Monsieur [E] [A] a assigné par exploit d’huissier du 23 mars 2013 Monsieur [G] [A] devant le tribunal de grande instance de PARIS aux fins essentielles de voir ordonner le partage de la succession de leur mère [S] [Y].
Par jugement du 14 septembre 2015, le tribunal de grande instance de PARIS a notamment :
— ordonné l’ouverture des opérations de partage de la succession de [S] [Y]
— préalablement au partage ordonné la licitation du bien sis [Adresse 1],
— ordonné l’expulsion de Monsieur [G] [A] de l’appartement sis [Adresse 1]
— attribué à titre préférentiel à Monsieur [E] [A] les objets mentionnés à sa liste de préférence,
— désigné à nouveau Maître [L] avec mission de procéder au récolement des inventaires et en fonction des objets déjà attribués au titre du partage le 23 décembre 2006, définir deux lots d’une valeur égale en fonction des préférences exprimées par chacun des deux frères et/ou à défaut par Monsieur [E] [A] seul,
— condamné Monsieur [G] [A] à payer la somme de 4.000 euros mensuels au titre de l’indemnité d’occupation pour le bien sis [Adresse 1] à compter du décès de [S] [Y] et jusqu’à libération complète des lieux,
— condamné Monsieur [G] [A] à rapporter à l’indivision successorale une somme de 645.000 euros correspondant à la donation de la maison de [Localité 11],
— condamné Monsieur [G] [A] à payer à Monsieur [E] [A] les échéances fiscales payées à sa place pour le règlement des droits de succession d’un montant de 12.569 euros,
— condamné Monsieur [G] [A] à payer la somme de 5.000 euros à titre de dommages et intérêts pour résistance abusive,
— condamné Monsieur [G] [A] à payer la somme de 4.000 euros au titre de l’article 700 du code civil.

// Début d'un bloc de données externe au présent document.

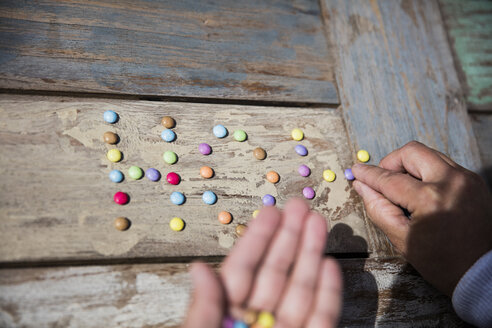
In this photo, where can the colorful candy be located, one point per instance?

Par arrêt du 22 février 2017, la Cour d’appel de Paris a confirmé partiellement le jugement du 14 septembre 2015 du tribunal de grande instance de Paris, sauf notamment en ses dispositions ayant :
— condamné Monsieur [G] [A] à payer la somme de 4.000 euros mensuels au titre de l’indemnité d’occupation pour l’occupation du bien sis [Adresse 1] à compter du décès de [S] [Y] et jusqu’à libération complète des lieux,
— condamné Monsieur [G] [A] à rapporter à l’indivision successorale une somme de 645.000 euros correspondant à la donation de la maison de [Localité 11],
et statuant de nouveau a :
dit que Monsieur [G] [A] doit rapporter à la succession de la défunte la donation qui lui a été faite en avancement d’hoirie de la nue-propriété du bien situé à [Localité 11] estimé à 710.000 euros,
dit que Monsieur [G] [A] est débiteur des intérêts au taux légal à compter du jugement du 14 septembre 2015,condamné Monsieur [G] [A] à payer à Monsieur [E] [A] la somme de 33.672,50 euros au titre du remboursement des droits de succession,constaté que l’expulsion de Monsieur [G] [A] a eu lieu le 8 juillet 2016, et l’a débouté de sa demande de maintien dans les lieux,dit que Monsieur [G] [A] est redevable envers l’indivision successorale d’une indemnité d’occupation mensuelle de 2.950 euros suite à l’occupation du logement parisien du [Date décès 3] 2004 au 8 juillet 2016.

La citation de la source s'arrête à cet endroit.